From the Azure portal, you create a new single database and select an available geo-restore backup. The newly created database contains the geo-restored backup data.
To geo-restore a single database from the Azure portal in the region and server of your choice, follow these steps:
- From Dashboard, select Add > Create SQL Database. On the Basics tab, enter the required information.
- Select Additional settings.
- For Use existing data, select Backup.
- Select a backup from the list of available geo-restore backups.
Complete the process of creating a database from the backup. When you create a database in Azure SQL Database, it contains the restored geo-restore backup.
For detailed information about using geo-restore to recover from an outage, see Recover from an outage.
Geo-restore is the most basic disaster-recovery solution available in SQL Database. It relies on automatically created geo-replicated backups with a recovery point objective (RPO) of up to 1 hour and an estimated recovery time objective (RTO) of up to 12 hours. It doesn't guarantee that the target region will have the capacity to restore your databases after a regional outage, because a sharp increase of demand is likely. If your application uses relatively small databases and is not critical to the business, geo-restore is an appropriate disaster-recovery solution.

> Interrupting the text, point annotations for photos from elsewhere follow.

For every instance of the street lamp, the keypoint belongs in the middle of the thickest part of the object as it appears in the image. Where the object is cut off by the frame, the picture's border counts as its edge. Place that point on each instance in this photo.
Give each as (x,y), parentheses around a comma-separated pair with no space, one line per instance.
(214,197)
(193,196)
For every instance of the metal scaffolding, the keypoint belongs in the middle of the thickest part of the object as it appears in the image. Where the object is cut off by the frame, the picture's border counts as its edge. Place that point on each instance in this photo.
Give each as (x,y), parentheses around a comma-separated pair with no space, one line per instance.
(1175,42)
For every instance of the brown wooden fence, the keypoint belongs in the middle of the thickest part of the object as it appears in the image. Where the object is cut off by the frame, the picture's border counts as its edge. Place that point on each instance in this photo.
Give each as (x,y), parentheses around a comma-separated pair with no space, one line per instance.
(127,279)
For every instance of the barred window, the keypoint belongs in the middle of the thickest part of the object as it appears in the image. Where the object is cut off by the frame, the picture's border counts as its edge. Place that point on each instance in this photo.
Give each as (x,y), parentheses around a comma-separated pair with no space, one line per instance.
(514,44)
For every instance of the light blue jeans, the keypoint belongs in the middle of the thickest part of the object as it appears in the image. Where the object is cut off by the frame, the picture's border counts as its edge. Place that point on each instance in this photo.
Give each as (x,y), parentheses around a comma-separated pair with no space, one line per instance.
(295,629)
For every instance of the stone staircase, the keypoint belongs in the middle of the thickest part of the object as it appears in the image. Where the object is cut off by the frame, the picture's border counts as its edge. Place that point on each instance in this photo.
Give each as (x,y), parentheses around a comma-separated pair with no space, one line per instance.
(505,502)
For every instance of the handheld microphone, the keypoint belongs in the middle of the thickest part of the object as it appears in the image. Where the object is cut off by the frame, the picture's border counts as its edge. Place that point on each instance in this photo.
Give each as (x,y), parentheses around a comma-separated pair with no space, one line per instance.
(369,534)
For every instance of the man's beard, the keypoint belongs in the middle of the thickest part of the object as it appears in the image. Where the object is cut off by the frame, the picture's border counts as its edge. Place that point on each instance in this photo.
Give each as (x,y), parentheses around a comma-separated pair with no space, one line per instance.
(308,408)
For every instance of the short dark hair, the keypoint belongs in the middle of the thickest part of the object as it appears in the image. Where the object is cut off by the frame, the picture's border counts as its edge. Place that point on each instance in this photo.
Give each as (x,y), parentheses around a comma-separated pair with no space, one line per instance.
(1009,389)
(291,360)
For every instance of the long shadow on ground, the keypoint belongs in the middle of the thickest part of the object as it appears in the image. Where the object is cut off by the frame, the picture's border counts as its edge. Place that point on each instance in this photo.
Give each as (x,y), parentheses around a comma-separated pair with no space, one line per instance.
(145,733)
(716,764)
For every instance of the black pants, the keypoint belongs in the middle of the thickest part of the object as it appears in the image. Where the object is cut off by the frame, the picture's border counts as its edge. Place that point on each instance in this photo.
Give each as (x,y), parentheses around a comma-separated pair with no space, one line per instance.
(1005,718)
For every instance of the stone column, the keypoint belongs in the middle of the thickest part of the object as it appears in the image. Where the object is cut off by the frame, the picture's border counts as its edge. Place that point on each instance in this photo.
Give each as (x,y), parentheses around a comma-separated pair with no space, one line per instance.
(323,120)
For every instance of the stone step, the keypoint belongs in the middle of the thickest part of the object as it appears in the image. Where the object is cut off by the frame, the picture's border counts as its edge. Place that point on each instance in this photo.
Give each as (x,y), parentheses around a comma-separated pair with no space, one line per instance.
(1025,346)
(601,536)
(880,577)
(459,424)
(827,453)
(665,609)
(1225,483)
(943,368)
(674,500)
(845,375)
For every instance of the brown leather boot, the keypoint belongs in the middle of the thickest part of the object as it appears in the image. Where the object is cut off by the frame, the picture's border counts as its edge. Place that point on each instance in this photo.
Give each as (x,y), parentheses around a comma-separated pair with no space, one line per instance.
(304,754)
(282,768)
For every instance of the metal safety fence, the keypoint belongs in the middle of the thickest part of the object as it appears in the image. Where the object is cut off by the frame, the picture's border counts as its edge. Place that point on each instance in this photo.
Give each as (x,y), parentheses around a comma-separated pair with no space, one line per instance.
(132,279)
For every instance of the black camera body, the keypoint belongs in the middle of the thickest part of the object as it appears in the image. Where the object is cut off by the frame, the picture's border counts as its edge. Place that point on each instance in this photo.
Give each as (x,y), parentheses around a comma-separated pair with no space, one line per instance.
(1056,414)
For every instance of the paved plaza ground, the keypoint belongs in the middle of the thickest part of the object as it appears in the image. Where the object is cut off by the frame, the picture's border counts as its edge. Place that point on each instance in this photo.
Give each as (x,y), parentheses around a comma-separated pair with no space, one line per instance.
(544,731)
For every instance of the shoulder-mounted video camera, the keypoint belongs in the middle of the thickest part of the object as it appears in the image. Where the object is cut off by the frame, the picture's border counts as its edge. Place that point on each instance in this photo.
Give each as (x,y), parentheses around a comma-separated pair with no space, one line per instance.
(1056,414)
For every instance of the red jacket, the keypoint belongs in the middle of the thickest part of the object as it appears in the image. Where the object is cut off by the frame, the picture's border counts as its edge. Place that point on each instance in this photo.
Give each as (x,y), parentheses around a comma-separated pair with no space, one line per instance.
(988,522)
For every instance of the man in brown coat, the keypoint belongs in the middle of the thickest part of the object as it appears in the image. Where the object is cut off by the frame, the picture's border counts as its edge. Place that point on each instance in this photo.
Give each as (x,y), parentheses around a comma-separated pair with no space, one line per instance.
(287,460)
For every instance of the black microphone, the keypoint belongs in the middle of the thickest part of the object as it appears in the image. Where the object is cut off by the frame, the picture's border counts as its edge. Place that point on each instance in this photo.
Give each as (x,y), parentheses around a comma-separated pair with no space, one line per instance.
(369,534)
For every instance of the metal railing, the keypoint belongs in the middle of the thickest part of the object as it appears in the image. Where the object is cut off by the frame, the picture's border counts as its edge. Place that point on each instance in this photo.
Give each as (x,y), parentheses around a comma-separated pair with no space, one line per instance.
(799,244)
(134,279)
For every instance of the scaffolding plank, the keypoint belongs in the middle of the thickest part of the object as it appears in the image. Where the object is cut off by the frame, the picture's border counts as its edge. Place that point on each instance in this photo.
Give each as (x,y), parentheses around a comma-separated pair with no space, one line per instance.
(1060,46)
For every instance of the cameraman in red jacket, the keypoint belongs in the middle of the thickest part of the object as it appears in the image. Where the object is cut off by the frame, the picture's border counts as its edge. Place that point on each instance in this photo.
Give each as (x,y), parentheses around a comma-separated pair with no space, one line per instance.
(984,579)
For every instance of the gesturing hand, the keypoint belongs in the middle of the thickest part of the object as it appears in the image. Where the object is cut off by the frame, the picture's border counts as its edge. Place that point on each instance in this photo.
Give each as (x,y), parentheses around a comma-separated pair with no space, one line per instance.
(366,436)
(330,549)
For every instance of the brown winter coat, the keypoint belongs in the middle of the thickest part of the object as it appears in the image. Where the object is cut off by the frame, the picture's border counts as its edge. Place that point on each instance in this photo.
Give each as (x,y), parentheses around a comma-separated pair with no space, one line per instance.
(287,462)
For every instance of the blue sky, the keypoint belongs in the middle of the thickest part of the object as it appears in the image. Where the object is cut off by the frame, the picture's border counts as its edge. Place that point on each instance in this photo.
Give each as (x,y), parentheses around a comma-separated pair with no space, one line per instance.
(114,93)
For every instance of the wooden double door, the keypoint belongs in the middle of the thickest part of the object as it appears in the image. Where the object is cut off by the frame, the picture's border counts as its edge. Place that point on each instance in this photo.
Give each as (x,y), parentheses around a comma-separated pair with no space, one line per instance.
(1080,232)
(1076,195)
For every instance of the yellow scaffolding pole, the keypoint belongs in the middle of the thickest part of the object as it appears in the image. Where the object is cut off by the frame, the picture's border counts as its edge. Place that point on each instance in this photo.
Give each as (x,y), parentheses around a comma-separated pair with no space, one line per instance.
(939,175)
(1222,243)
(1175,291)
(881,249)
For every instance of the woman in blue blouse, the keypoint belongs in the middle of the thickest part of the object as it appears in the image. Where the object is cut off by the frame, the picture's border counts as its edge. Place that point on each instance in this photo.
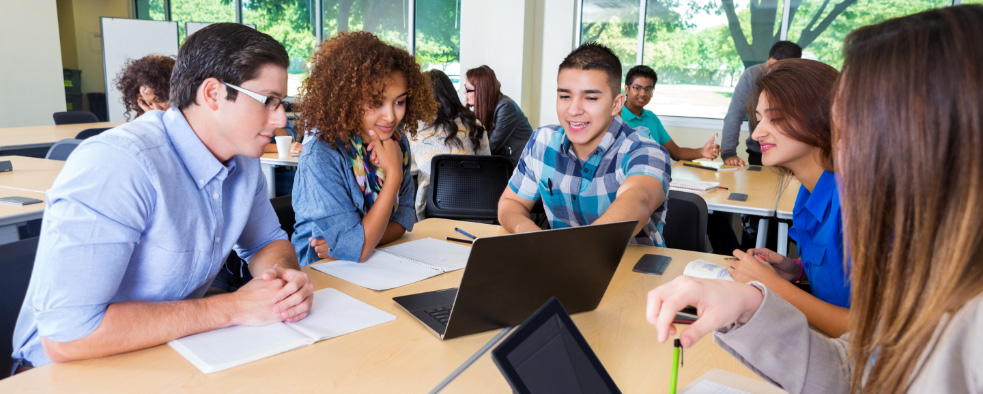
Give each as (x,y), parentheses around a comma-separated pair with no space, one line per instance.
(353,189)
(792,111)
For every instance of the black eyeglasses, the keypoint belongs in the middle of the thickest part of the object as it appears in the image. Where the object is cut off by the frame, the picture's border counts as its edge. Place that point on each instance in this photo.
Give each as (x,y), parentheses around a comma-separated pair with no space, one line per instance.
(272,103)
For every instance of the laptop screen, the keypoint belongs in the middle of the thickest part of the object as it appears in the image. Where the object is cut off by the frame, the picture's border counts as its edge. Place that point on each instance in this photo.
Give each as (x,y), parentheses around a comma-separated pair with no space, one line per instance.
(547,354)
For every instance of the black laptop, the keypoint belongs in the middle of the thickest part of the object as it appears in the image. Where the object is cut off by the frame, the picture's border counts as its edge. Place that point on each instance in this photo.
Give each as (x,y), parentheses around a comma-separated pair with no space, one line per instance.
(509,276)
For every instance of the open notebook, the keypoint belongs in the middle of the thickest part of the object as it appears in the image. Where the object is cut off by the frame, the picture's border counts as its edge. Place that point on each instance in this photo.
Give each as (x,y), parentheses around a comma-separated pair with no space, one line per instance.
(400,265)
(333,314)
(707,270)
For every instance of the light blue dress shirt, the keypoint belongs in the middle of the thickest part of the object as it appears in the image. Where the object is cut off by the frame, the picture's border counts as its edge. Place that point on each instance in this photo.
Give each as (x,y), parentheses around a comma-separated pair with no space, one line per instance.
(329,205)
(653,126)
(142,212)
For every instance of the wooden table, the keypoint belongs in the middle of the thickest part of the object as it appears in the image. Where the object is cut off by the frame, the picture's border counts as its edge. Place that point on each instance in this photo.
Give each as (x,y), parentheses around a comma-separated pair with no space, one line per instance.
(761,188)
(786,203)
(402,356)
(12,138)
(31,174)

For business-critical applications that require large databases and must ensure business continuity, use auto-failover groups. That feature offers a much lower RPO and RTO, and the capacity is always guaranteed.
For more information about business continuity choices, see Overview of business continuity.
If you plan to use geo-restore as disaster-recovery solution, we recommend that you conduct periodic drills to verify application tolerance to any loss of recent data modifications, along with all operational aspects of the recovery procedure.